“Finish your squid shit,” she said.
Sandy pushed the plate away. “I’ll puke. Why?”
“Because I think you’re right. It’s time we told the others. Probably we should have said something a long time ago.”
They found Danchekker perched on a stool in the main lab, pondering some curves expressing the variation in programming complexity exhibited by sample populations of anquilocs—the peculiar Jevlenese flying animal that could inherit learned behavioral modifications. Apparently the anquiloc was just one of a family of related creatures with such abilities.

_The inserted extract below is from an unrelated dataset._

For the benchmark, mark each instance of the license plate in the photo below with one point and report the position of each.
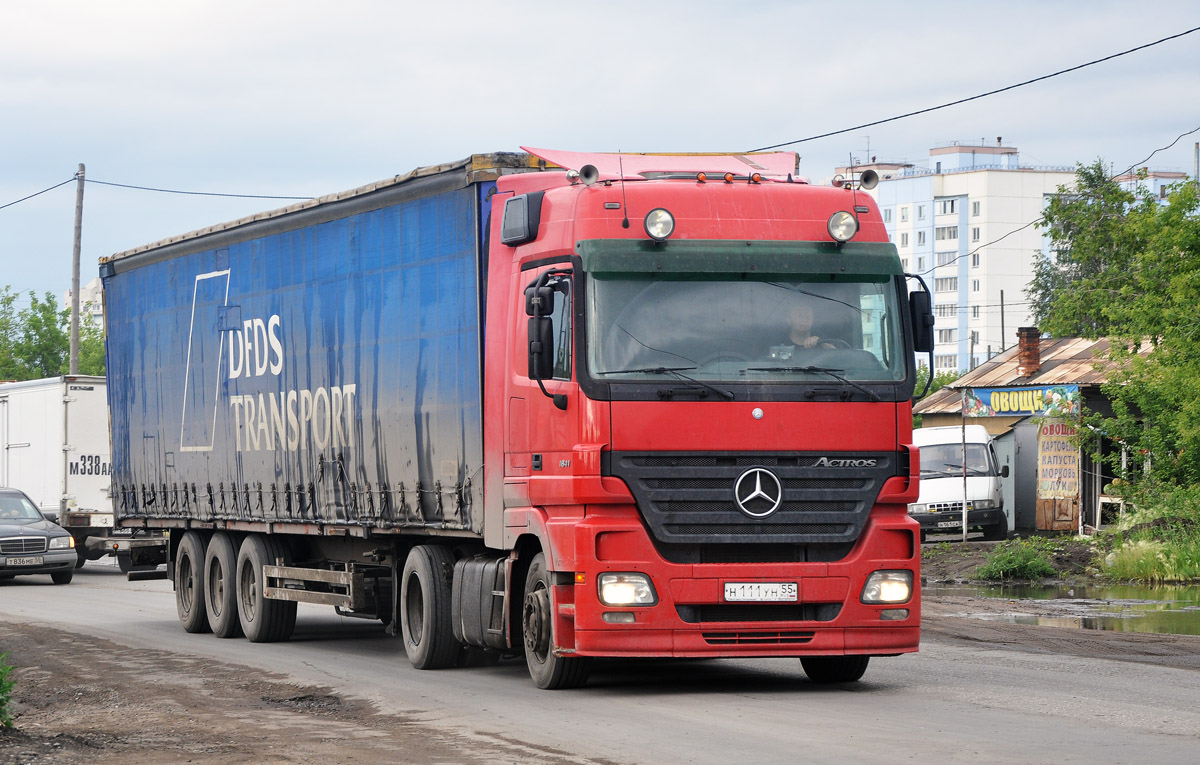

“Have you heard people argue that machine intelligence is superior to our kind because it builds up its knowledge base cumulatively?” he asked as they entered. Evidently he had been preoccupied in a line of thought and was bouncing it off the first targets to appear. “They see it as a crippling disadvantage that we have to spend a
quarter of our lives learning the same basics over and over with each generation, after which we use little, add less, and take most of it with us when we go.” The professor waved at the solid image of an anquiloc hanging in a flying posture above a bench top to one side. “But can you imagine what the consequences of an advanced development from that animal would be? One of the things about ourselves that we should be thankful for is that conditioning isn’t inheritable. After all the effort that was expended on turning virtually an entire generation into Nazi fanatics, their children were born as untainted by it as Eskimos. But think how much more insufferable fanatics would be if the process of indoctrination created its own gene. What would our friend Baumer give for a tool like that?” He turned fully on the stool and saw that Gina and Sandy were waiting to say something. “Anyway, ladies, what can I do for you?”
“I think we may have an answer to the question of what messed up the Jevlenese,” Gina said, coming straight to the point.
“We already have an answer,” Danchekker replied airily. “They’ve been stifled by millennia of well-intentioned overindulgence by the Thuriens, who made the mistake of thinking that humans are put together in the same way as themselves.”
“So you still don’t think it was JEVEX?”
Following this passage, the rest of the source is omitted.